Teva, the world’s largest generic drugmaker, said the settlement “does not establish any wrongdoing on the part of the company” and denied contributing to opioid abuse in Oklahoma.
Claims against Teva focused on the branded opioid products Actiq and Fentora as well as generic painkillers it produced.
The trial against Israel-based Teva, along with Johnson & Johnson, was set to begin on Tuesday. The lawsuit alleged the companies’ marketing of the painkiller was to blame for the opioid epidemic.
In a statement, Janssen Pharmaceuticals Inc, a J&J subsidiary, said it had acted responsibly and was ready for trial.

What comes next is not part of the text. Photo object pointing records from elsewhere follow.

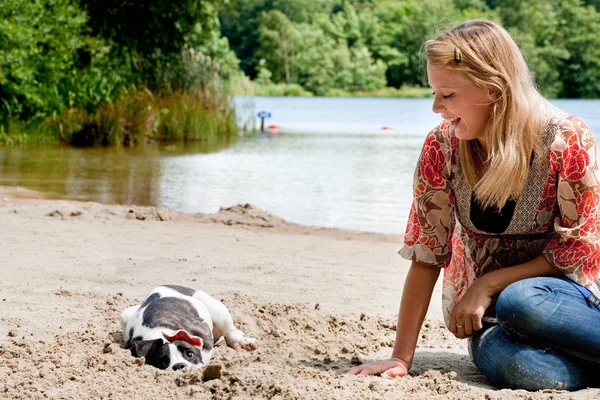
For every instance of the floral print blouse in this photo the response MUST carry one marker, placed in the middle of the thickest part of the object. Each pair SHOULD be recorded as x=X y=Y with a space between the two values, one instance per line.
x=556 y=215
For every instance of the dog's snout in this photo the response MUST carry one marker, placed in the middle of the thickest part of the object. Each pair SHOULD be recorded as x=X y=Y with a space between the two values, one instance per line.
x=178 y=366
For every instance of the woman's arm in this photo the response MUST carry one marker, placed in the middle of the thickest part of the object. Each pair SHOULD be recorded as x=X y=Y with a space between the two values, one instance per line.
x=468 y=312
x=416 y=295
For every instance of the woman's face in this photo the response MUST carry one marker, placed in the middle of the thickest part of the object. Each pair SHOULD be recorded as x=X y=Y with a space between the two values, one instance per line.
x=458 y=99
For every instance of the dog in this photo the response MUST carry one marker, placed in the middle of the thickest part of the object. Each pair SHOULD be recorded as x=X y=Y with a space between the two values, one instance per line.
x=176 y=327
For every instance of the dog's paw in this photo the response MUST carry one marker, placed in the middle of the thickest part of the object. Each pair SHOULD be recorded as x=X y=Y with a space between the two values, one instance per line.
x=248 y=343
x=239 y=340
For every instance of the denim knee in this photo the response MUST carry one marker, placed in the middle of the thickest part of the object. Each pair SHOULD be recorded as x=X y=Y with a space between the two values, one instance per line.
x=519 y=306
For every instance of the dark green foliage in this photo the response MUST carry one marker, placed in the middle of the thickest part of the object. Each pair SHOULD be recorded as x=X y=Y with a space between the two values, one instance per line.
x=336 y=45
x=104 y=72
x=39 y=44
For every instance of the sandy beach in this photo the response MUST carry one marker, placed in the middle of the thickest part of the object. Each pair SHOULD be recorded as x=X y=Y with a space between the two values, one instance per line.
x=318 y=300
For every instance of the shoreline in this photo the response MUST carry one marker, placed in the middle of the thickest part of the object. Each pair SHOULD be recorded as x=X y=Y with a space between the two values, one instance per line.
x=318 y=300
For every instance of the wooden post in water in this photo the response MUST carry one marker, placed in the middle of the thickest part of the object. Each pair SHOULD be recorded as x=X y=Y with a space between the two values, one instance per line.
x=262 y=115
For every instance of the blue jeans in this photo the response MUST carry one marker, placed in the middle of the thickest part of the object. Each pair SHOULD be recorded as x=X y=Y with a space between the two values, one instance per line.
x=547 y=337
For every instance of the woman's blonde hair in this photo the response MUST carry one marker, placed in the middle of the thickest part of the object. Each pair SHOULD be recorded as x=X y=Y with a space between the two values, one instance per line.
x=487 y=55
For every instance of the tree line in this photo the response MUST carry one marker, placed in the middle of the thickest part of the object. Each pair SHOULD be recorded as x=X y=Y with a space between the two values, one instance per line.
x=327 y=46
x=103 y=72
x=108 y=72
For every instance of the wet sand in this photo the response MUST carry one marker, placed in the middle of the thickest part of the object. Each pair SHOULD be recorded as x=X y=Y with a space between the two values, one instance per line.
x=318 y=300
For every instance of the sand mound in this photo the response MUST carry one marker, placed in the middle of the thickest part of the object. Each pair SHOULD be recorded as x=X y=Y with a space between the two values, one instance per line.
x=302 y=355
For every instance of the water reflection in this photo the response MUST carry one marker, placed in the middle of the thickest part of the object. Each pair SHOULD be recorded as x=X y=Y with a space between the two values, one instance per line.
x=331 y=164
x=111 y=175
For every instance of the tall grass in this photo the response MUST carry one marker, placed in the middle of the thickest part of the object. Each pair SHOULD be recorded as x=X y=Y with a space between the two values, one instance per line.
x=142 y=117
x=191 y=104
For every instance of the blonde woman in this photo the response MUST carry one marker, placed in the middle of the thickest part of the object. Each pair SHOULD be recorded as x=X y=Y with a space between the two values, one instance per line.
x=506 y=201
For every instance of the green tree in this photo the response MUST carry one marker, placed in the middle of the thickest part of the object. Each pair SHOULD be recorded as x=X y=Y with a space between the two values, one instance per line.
x=581 y=29
x=150 y=35
x=407 y=25
x=39 y=47
x=279 y=41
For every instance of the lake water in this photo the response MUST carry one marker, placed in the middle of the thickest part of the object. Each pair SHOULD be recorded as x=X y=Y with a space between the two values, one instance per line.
x=330 y=164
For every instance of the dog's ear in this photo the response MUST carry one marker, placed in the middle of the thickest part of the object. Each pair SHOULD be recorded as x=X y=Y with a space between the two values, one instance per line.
x=141 y=348
x=186 y=337
x=156 y=352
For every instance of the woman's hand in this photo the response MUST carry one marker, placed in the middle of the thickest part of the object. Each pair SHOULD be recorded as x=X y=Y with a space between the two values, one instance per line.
x=468 y=312
x=388 y=368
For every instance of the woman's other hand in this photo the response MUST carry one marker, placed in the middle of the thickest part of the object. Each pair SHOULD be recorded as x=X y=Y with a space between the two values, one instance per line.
x=467 y=314
x=388 y=368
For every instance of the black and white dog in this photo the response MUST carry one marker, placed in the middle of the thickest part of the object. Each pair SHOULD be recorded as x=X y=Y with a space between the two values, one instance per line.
x=177 y=327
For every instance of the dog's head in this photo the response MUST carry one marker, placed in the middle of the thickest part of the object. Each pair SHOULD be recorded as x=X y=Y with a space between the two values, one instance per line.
x=178 y=351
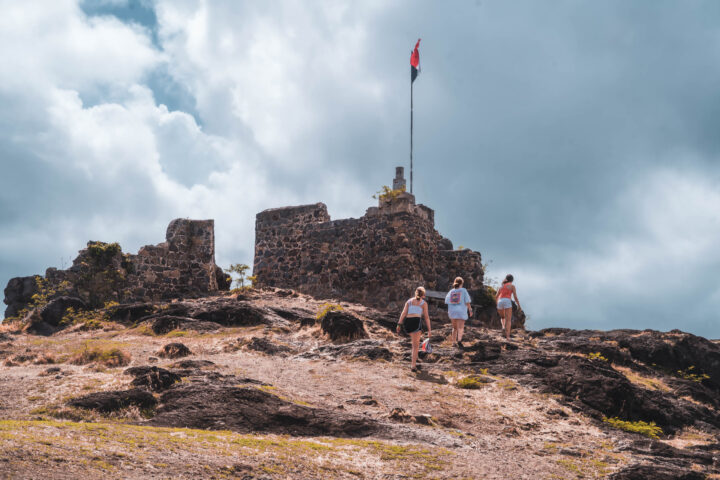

It said it disagreed with what it called Oklahoma’s “overly expansive theories” of public nuisance law, and said they should not apply in this situation.
“At the same time, as with all litigation, if an appropriate resolution is possible that avoids the expense and uncertainty of a trial, we are always open to that option,” the company said in a statement.
Oklahoma Attorney General Mike Hunter has alleged that J&J and Teva, along with OxyContin maker Purdue Pharma LP, carried out deceptive marking campaigns that downplayed opioids’ addictive risks while overstating their benefits.
The state also alleges the companies’ actions created an oversupply of painkillers and a public nuisance that will cost $12.7 billion to $17.5 billion to remedy.
Oklahoma resolved its claims against Purdue Pharma LP in March for $270 million.
The Oklahoma case is being closely watched by plaintiffs in other opioid cases, particularly some 1,850 mostly municipal and state governments that have sued the same drugmakers in the federal court in Ohio.
“Teva is pleased to put the Oklahoma case behind it and remains prepared to vigorously defend claims against the company, including the upcoming federal court trial in Cleveland where the majority of the cases are pending,” the company said.
Attorney General Hunter’s office said in a statement the money would be used to address the opioid crisis in Oklahoma and that the J&J case is still scheduled to go to trial on Tuesday before Cleveland County District Judge Thad Balkman.
“Nearly all Oklahomans have been negatively impacted by this deadly crisis and we look forward to Tuesday, where we will prove our case against Johnson & Johnson and its subsidiaries,” Hunter said in a statement.